視覚情報は僕らの想像以上に、脳に影響を与えているみたいだ。
道を歩く時や、休憩する時は、意識的に「脳が癒される景色」を探してみよう。
「この方向を見ると癒やされる」とか「この景色の前では落ち着かない」という違いを感じてみよう。
クールダウンの時間予測
たとえば、心を落ち着かせるために瞑想をする時。
何分ぐらいで心が落ち着くだろう? と予測を立ててみる。
もしくは、何回の呼吸で心が落ち着くだろう? と予測を立てる。
そして、その回数まで呼吸をカウントしてみる。
「読書でエネルギーを消費したと思うから、30回呼吸を数えてみよう」
「今はかなり脳のタービンが回っているから、落ち着くまで呼吸60回は必要だろうな」
なんていう風に、目を閉じて瞑想をしてみる。
僕の実感では、呼吸を30回もカウントすると、まるで気分が変わってしまう。
こうやって予測してみるメリットは、二個ある。
ひとつは、予測を立てることで、最初から余裕を待てること。
もうひとつは、自分の変化を観察しやすくなることだ。
脳の追求スイッチが入っている時、その感覚は支配的だ。
それが、あくまで一時的な状態だと認識しづらい。
袋小路から抜け出すには、理性で考えて対策を取る必要がある。
なぜなら、既に感覚は支配されている状態だからだ。
だから理性で予測を立てて、感覚が変わるかどうかを実験してみる。
予測を立てるということは、理性と感覚が手をつないで、協力し合うための方法だ。
人生で大事なことはロックマンから学びなさい
このゲームでは、6体のボスがいる。
1体のボスを倒すと、特別な武器が手に入って、他のボスを倒しやすくなる。
たとえば、
- 「アイスマン」を倒すと「アイススラッシャー」という武器が手に入って「ファイヤーマン」を倒すのが簡単になる。

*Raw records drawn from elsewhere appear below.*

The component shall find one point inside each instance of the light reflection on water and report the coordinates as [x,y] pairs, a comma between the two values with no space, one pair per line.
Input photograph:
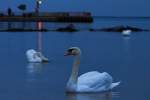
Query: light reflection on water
[93,96]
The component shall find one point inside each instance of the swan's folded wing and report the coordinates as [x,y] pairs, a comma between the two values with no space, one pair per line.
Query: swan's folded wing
[95,79]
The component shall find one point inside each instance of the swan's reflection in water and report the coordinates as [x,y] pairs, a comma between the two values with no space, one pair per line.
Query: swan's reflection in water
[34,70]
[92,96]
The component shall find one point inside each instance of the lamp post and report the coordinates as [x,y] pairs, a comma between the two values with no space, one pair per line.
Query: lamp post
[38,2]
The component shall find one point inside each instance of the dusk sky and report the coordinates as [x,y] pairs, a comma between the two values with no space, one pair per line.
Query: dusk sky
[97,7]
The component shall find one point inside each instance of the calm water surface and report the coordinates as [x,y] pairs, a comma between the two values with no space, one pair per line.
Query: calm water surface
[125,58]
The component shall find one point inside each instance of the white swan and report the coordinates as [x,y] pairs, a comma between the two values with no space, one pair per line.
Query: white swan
[35,57]
[93,81]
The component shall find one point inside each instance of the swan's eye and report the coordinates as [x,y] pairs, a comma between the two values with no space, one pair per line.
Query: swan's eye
[70,50]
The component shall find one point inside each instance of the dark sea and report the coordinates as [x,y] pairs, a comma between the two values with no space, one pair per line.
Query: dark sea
[126,58]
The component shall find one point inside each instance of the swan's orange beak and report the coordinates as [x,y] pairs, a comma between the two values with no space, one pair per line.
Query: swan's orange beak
[67,54]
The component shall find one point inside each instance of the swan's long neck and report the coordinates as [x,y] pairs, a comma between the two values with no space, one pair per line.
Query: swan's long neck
[75,69]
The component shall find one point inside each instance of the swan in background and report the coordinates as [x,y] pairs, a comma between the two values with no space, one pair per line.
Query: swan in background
[126,32]
[35,57]
[93,81]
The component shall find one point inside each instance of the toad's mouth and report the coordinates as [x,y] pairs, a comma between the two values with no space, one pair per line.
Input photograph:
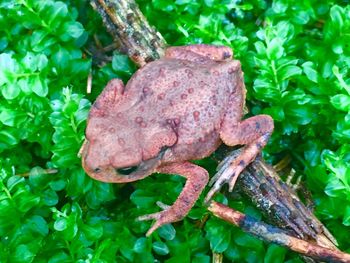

- 「ファイヤーマン」を倒すと「ファイヤー」が手に入って「ボンバーマン」を倒しやすくなる。
- 「ボンバーマン」を倒すと「ハイパーボム」が手に入って「ガッツマン」を倒しやすくなる。
ちなみにボスに挑むのは、どんな順番でも良い。
なのでまずは自分が得意なボスを倒しておいてから、他のボスに挑めば良いのだ。
最初は弱い武器しか持っていないけれど、ゲームが進むに連れて、どんなボスとも戦いやすくなる。
自分が一番苦手なボスに挑むのは、武器がほとんど揃った最後で良い。
ロックマンのごとく
なぜこんな話をしたかというと、自分の人生を改善するのは、ロックマンに似ていると思ったからだ。
自己改善にも様々な要素があり、お互いに助け合う関係にある。
たとえば自分が得意なのが「読書」だったとする。
本をよく読んでいると、たくさん役に立つ情報が入ってくる。
その中で「瞑想が良い」ということを知って、瞑想を始めてみる。
瞑想のトレーニングを続けていると、自分の体の状態をコントロールしやすくなり、運動がやりやすくなる。
日頃の運動を始めると、体に良いものを食べたくなって、食事が改善される。
食事と運動が改善されると、夜は眠くなって、睡眠も改善しやすくなる。
睡眠が改善されると、朝はエネルギーに満ちた状態で、本を読んでも頭に入ってきやすい。
さらに、こうやって他の要素が「お膳立て」されていると、他、なにか新しいことを始めようと思った時にも、習慣化がやりやすくなる。
ここで紹介したのは多くの物事のほんの一部だけで、実際にはよりたくさんの要素が「補い合う」関係を持っている。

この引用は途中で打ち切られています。